Le Gouvernement engagé dans un plaidoyer pour la reconnaissance internationale du Genocost

‎En RDC, il est résolument temps de rompre le silence et de lever les tabous. Et le Gouvernement que dirige la Première Ministre Judith Suminwa est déterminé à relever le défi de la reconnaissance internationale des génocides commis sur le sol congolais, tel que recommandé par le Chef de l’Etat. La Cheffe du Gouvernement et son équipe vont mettre en œuvre une stratégie globale articulée autour de deux axes : politique et diplomatique.

‎Du point de vue politique, le Président de la République a solennellement lancé, ce jour, l’appel au Parlement d’examiner dans les meilleurs délais l’adoption d’une résolution officielle proclamant, au nom de la Nation, la reconnaissance des génocides commis sur le sol congolais.

Sur le plan diplomatique, il s’agit de mener une campagne offensive et concertée auprès des États, des institutions multilatérales et des forces vives de la société civile internationale. Aussi, il est attendu du Gouvernement de mener un dialogue diplomatique ciblé avec les représentations étrangères accréditées à Kinshasa afin de les sensibiliser aux enjeux de ce combat, et de faire d’elles des relais actifs du message de la RDC auprès de leurs capitales.

‎Entretemps, un colloque international a été organisé la veille de cette commémoration pour démontrer juridiquement que plusieurs massacres perpétrés dans le pays répondent aux critères définis par la Convention de 1948 sur la prévention et la répression du crime de génocide.

La communauté internationale placée devant ses responsabilités

‎Félix Tshisekedi a également dénoncé « l’indifférence glaciale » de la communauté internationale, face à des exactions rapportées par des experts des Nations Unies et locaux, faisant état de graves violations où des communautés entières ont été ciblées allant jusqu’à l’extermination, en raison de leur identité, de leur ancrage territorial, ou de leur proximité supposée avec des ressources convoitées. Une logique qui se poursuit encore dans l’Est du pays avec l’agression rwandaise soutenue par le M23/AFC, a-t-il rappelé. Pour lui, tous les marqueurs d’un projet d’épuration sont réunis.

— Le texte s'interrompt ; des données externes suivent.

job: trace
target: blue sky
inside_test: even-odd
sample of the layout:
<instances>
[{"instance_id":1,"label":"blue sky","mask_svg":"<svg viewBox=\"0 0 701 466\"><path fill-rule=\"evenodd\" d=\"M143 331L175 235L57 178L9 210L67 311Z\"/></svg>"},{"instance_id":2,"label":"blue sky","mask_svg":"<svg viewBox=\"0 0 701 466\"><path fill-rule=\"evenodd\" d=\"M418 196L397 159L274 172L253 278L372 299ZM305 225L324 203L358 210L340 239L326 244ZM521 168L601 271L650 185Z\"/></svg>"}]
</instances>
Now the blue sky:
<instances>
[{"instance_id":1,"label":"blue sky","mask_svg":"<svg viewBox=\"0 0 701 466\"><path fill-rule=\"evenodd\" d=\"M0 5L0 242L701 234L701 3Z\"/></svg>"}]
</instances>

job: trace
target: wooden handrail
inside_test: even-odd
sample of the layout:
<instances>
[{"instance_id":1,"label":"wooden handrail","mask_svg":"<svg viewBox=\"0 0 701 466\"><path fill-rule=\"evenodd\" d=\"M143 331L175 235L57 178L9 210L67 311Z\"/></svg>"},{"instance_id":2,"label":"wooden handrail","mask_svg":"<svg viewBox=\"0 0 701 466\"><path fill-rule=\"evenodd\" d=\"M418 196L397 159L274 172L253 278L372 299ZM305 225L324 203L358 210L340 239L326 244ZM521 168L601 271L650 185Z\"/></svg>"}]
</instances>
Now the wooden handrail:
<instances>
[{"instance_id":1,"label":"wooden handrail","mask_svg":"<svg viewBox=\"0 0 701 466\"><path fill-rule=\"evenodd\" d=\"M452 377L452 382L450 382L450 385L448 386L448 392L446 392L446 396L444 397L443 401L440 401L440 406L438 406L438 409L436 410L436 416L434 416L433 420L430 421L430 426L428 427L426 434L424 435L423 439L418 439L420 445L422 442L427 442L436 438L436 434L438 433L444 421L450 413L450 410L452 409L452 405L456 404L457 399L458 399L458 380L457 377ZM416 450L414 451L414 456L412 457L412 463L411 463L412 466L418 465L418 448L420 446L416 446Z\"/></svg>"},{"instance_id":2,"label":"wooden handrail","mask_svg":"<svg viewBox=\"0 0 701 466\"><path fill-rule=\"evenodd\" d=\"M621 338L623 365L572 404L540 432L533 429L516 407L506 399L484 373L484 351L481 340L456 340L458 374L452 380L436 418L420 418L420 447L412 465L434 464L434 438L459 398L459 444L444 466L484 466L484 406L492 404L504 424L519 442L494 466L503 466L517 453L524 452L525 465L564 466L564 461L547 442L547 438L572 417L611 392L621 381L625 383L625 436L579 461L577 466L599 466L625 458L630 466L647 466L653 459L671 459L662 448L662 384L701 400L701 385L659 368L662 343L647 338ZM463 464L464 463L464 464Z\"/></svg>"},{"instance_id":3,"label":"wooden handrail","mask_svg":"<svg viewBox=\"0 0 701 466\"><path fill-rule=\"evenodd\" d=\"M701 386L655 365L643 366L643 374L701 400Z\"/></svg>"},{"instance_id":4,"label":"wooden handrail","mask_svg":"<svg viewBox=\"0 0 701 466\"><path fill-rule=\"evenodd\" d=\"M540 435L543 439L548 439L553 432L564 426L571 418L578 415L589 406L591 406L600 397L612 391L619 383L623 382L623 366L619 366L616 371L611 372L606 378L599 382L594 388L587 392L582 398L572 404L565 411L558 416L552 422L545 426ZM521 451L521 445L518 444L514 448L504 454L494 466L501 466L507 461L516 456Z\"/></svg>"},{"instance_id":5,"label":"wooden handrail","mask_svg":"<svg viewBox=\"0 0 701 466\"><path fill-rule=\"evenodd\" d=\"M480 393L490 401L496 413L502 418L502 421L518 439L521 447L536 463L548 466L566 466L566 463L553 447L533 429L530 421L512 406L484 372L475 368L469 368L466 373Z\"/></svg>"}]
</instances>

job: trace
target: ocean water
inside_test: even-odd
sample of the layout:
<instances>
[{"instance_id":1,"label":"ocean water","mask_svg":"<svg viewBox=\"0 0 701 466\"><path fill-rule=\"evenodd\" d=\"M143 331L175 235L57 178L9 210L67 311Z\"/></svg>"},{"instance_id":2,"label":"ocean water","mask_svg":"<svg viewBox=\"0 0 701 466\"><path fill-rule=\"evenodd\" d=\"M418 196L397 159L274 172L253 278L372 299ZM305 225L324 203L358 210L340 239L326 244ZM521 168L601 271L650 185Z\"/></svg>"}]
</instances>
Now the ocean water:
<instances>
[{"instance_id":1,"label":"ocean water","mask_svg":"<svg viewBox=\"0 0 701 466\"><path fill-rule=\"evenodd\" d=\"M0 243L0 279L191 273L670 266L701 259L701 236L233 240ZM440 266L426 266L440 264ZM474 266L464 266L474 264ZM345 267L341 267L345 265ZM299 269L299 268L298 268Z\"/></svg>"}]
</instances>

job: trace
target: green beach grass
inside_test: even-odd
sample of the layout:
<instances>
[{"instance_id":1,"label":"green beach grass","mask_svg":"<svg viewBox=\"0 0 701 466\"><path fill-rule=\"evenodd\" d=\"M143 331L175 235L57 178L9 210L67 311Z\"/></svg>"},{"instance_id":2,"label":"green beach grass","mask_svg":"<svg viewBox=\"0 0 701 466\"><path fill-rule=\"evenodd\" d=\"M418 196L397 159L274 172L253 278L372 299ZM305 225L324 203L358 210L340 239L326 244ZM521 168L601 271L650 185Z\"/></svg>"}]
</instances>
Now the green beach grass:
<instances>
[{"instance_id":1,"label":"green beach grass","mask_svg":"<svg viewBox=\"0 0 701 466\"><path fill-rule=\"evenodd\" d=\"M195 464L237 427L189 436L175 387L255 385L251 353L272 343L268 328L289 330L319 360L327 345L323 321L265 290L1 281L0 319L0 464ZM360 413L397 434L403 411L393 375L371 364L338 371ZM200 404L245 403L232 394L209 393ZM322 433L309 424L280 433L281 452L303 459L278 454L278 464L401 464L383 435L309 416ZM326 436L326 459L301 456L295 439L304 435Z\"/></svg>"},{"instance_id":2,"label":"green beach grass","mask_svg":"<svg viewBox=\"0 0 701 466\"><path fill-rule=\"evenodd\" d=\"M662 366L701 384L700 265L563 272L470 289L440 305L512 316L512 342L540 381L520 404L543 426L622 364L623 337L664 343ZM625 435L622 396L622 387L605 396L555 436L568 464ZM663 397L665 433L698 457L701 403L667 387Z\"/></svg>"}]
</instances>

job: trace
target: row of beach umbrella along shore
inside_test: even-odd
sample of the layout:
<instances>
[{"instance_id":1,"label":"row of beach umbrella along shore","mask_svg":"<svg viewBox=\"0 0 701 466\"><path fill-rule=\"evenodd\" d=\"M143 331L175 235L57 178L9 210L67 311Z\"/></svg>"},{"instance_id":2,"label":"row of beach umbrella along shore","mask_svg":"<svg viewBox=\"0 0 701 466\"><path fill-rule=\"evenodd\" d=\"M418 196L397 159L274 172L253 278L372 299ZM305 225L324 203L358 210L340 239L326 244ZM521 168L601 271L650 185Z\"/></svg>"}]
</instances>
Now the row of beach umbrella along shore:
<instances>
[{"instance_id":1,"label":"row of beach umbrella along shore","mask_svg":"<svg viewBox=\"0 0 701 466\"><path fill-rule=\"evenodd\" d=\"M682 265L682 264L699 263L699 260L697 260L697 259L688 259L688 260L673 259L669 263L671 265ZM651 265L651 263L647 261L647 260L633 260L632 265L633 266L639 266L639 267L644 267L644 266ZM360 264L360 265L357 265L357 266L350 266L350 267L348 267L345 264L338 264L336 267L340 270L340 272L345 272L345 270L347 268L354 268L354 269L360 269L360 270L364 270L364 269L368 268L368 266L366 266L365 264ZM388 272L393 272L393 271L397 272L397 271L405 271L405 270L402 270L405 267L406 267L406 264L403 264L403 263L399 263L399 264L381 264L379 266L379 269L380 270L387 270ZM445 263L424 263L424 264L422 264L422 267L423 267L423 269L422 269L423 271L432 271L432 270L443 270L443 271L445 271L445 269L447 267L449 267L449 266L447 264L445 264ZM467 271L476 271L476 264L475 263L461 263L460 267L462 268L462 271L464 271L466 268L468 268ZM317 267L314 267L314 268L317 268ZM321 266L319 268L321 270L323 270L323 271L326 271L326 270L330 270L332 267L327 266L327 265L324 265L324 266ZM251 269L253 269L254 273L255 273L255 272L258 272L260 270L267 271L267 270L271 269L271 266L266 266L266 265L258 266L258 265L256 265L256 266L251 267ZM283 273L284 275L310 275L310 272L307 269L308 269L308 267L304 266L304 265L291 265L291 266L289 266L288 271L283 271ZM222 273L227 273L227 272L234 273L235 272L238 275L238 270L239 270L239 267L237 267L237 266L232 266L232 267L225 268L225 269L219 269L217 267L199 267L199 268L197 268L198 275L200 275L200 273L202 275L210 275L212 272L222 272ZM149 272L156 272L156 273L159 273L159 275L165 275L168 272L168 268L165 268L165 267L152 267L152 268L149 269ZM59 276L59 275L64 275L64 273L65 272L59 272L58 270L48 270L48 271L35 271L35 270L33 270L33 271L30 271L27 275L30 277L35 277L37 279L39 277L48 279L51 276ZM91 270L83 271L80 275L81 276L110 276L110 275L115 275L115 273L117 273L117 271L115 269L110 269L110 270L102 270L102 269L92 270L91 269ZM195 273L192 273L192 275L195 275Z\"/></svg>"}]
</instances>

‎À la veille de l’installation d’une Commission d’enquête indépendante sur les massacres dans cette région, il a lancé un appel à la communauté internationale. « Elle a le devoir moral et politique de soutenir cette démarche essentielle pour rétablir la vérité, rendre justice aux victimes et jeter les fondements d’une paix durable fondée sur la mémoire et la responsabilité partagée », a martelé le Chef de l’Etat.

« Nous n’attendrons pas que les autres valident notre douleur »

‎Mais la RDC refuse de se victimiser ou quémander une reconnaissance. « Si le monde hésite encore à reconnaître cette tragédie pour ce qu’elle est, un génocide rampant, nous n’attendrons pas que d’autres valident notre douleur. Nous en sommes les premiers témoins, nous en serons les premiers artisans de justice », a prévenu le Président Tshisekedi.

‎La commémoration de la troisième année du Genocost a été marquée par les témoignages des survivants qui ont raconté leur infortune, plongeant l’assistance dans l’émoi. Mais aussi et surtout par l’inauguration de ce mémoriel où sont érigées 93 stèles, invoquant chacune une histoire macabre chargée de crimes les plus graves commis sur les populations civiles. Le chiffre 93 marquant le point de départ de ce cycle de violences.

Une flamme y a été allumée pour l’éternité. Ceci pour répondre à un triple appel : l’appel de la mémoire, l’appel de la dignité et l’appel de la justice.